Confusion about iterator types

Kirby Urner urner at alumni.princeton.edu
Sat Aug 11 18:30:15 EDT 2001



In types, I find SequenceIterType and FunctionIterType.

When I go:

  >>> mylist = [1,2,3,4]
  >>> myiter = iter(mylist)

I then get:

  >>> type(myiter)
  <type 'iterator'>

But 'iterator' by itself has no corresponding type in types.  
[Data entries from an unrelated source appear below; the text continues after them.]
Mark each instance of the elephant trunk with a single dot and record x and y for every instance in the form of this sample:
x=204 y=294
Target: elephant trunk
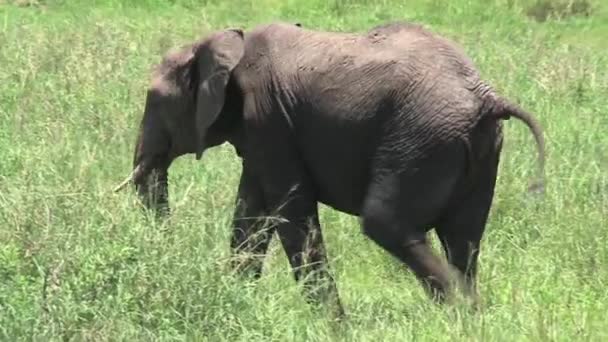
x=150 y=170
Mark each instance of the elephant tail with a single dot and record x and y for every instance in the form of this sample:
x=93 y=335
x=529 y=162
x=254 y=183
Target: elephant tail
x=504 y=110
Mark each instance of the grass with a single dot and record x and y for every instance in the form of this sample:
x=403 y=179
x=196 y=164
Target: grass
x=80 y=263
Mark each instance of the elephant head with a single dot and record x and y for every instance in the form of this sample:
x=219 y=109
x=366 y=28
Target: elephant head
x=186 y=97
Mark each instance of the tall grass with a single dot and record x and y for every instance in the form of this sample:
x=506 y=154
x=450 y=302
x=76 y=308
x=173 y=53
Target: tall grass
x=80 y=263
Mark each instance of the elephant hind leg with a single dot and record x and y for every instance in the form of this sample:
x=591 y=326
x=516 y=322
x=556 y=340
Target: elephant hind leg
x=398 y=210
x=461 y=229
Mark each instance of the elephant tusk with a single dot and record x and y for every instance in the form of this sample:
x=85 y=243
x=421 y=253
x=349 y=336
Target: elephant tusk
x=130 y=178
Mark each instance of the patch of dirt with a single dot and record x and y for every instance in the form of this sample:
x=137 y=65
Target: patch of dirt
x=544 y=10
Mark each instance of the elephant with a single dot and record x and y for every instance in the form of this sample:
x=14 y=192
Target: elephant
x=393 y=125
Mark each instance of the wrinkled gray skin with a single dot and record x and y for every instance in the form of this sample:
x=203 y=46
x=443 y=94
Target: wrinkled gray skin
x=393 y=125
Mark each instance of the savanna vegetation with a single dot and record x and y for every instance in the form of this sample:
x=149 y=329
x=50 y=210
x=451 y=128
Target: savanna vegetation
x=78 y=262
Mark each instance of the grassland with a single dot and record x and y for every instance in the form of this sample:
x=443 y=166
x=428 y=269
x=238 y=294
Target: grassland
x=80 y=263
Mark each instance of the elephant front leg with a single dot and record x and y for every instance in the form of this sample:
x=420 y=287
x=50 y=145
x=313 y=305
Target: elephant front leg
x=252 y=231
x=300 y=234
x=304 y=246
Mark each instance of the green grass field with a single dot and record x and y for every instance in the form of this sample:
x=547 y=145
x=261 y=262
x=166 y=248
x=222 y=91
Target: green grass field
x=78 y=262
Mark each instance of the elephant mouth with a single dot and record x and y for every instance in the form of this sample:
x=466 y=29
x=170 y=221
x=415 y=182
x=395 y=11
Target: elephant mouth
x=153 y=190
x=151 y=184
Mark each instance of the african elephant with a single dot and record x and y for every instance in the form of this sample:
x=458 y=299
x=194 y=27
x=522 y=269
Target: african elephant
x=393 y=125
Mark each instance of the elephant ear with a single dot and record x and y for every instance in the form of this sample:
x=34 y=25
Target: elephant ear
x=215 y=58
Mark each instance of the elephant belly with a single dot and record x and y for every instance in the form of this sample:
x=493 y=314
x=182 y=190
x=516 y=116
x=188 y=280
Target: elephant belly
x=340 y=176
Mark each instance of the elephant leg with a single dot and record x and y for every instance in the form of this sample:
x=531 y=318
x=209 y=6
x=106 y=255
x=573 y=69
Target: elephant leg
x=302 y=240
x=252 y=232
x=461 y=230
x=398 y=211
x=305 y=249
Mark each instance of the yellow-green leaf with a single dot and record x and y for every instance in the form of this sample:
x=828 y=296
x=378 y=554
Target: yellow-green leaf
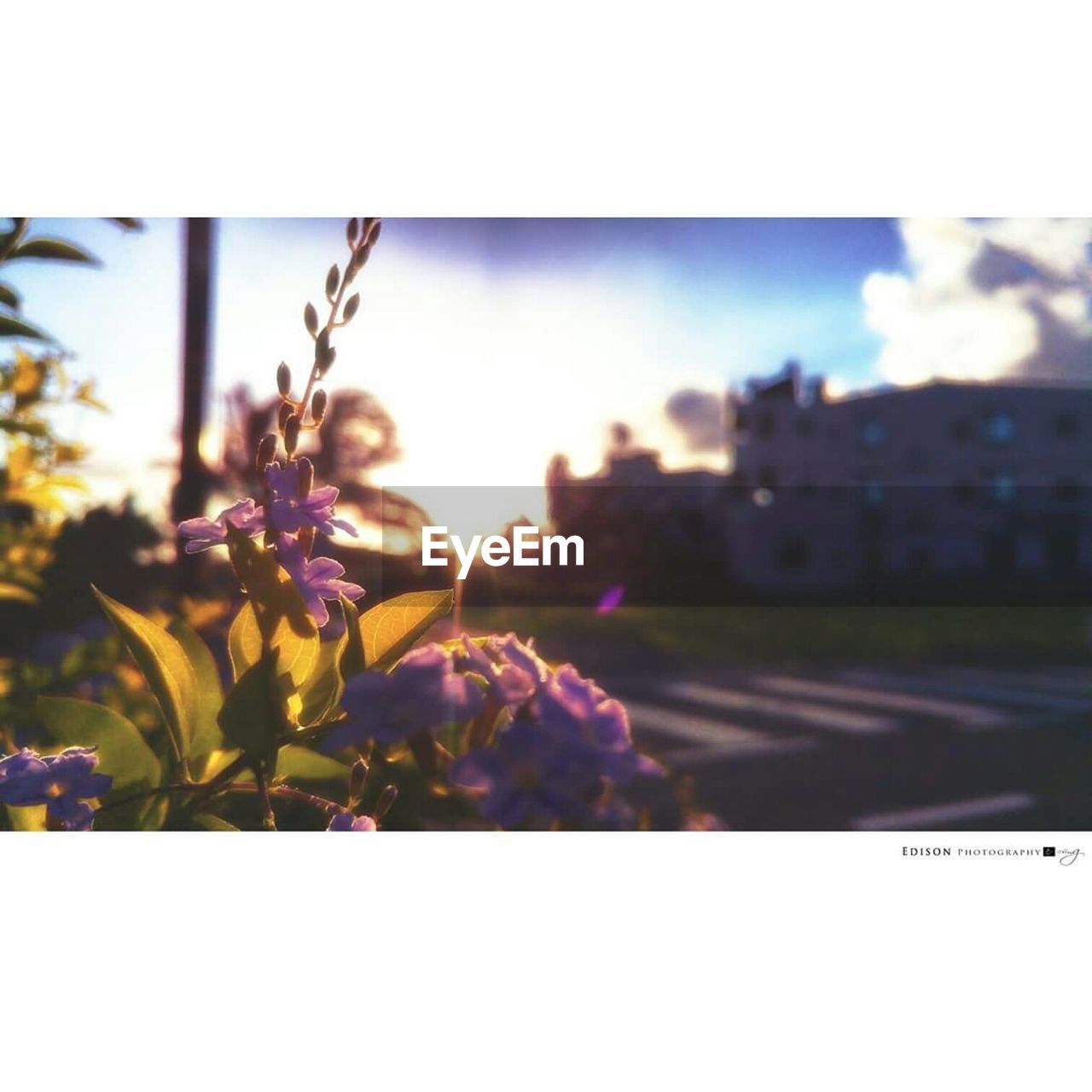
x=253 y=714
x=391 y=628
x=15 y=592
x=299 y=764
x=121 y=751
x=210 y=693
x=32 y=818
x=164 y=664
x=323 y=689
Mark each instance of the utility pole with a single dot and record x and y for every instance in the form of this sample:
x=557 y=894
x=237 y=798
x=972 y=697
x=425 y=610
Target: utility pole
x=191 y=491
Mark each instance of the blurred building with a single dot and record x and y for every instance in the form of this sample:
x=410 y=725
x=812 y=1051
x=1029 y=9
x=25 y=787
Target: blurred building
x=956 y=485
x=661 y=533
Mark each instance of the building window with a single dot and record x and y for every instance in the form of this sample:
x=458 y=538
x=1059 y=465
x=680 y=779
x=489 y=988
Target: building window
x=873 y=433
x=917 y=460
x=1067 y=491
x=1066 y=426
x=1002 y=488
x=920 y=521
x=963 y=492
x=793 y=554
x=920 y=560
x=998 y=428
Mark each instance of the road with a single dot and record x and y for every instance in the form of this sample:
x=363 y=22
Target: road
x=940 y=748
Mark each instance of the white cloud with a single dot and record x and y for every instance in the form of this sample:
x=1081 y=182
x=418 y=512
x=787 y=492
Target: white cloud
x=985 y=299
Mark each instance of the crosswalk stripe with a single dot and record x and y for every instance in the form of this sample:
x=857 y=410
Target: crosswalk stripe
x=939 y=814
x=962 y=712
x=822 y=717
x=1001 y=696
x=726 y=740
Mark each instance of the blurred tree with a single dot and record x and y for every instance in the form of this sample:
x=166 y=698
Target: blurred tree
x=195 y=479
x=357 y=436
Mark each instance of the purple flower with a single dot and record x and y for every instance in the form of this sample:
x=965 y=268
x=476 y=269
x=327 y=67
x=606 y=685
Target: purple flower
x=62 y=782
x=203 y=533
x=514 y=671
x=565 y=747
x=346 y=820
x=421 y=694
x=317 y=579
x=289 y=512
x=526 y=778
x=576 y=710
If I use the isinstance() method, I can confirm that myiter is a
SequenceIterType, but shouldn't it just tell me that?  Shouldn't 
type(foo) return a type name that more closely matches its type 
in types?  Why not have?:
 
 >>> type(myiter)
 <type 'sequence-iter'>

Also, some clarification re the below would be helpful:

  >>> def f(n): return n*n

  >>> callable(f)
  1
  >>> k = iter(f,10)
  >>> type(k)
  <type 'callable-iterator'>
  >>> k()
  Traceback (most recent call last):
    File "<pyshell#142>", line 1, in ?
      k()
  TypeError: object is not callable: <callable-iterator object at 00B6D10C>

In IDLE, when I go >>> iter(  I'm prompted that the syntax is 
iter(collection) -> iterator.  Yet the PEP leads me to this other use 
of iter(v, w) where v must be callable.

Simply obeying that rule allows me to get as far as defining f above
(callable) and getting some callable-iterator k.  I don't know what this 
should mean or do in this context, but it's apparently legal -- until I 
actually try to call this callable-iterator, and get the error message that
this object isn't callable.  Just from a logical consistency point of view,
it seems that any object calling itself a callable-iterator shouldn't turn
around and tell me it ain't callable.

And again, there's no 'callable-iterator' type in types.

I find that my object is a FunctionIterType:

 >>> isinstance(k,types.FunctionIterType)
 1

Seems the types name should therefore be CallableIter or the returned
type should be <type 'function-iter'> (corresponding to <type 'sequence-iter'>).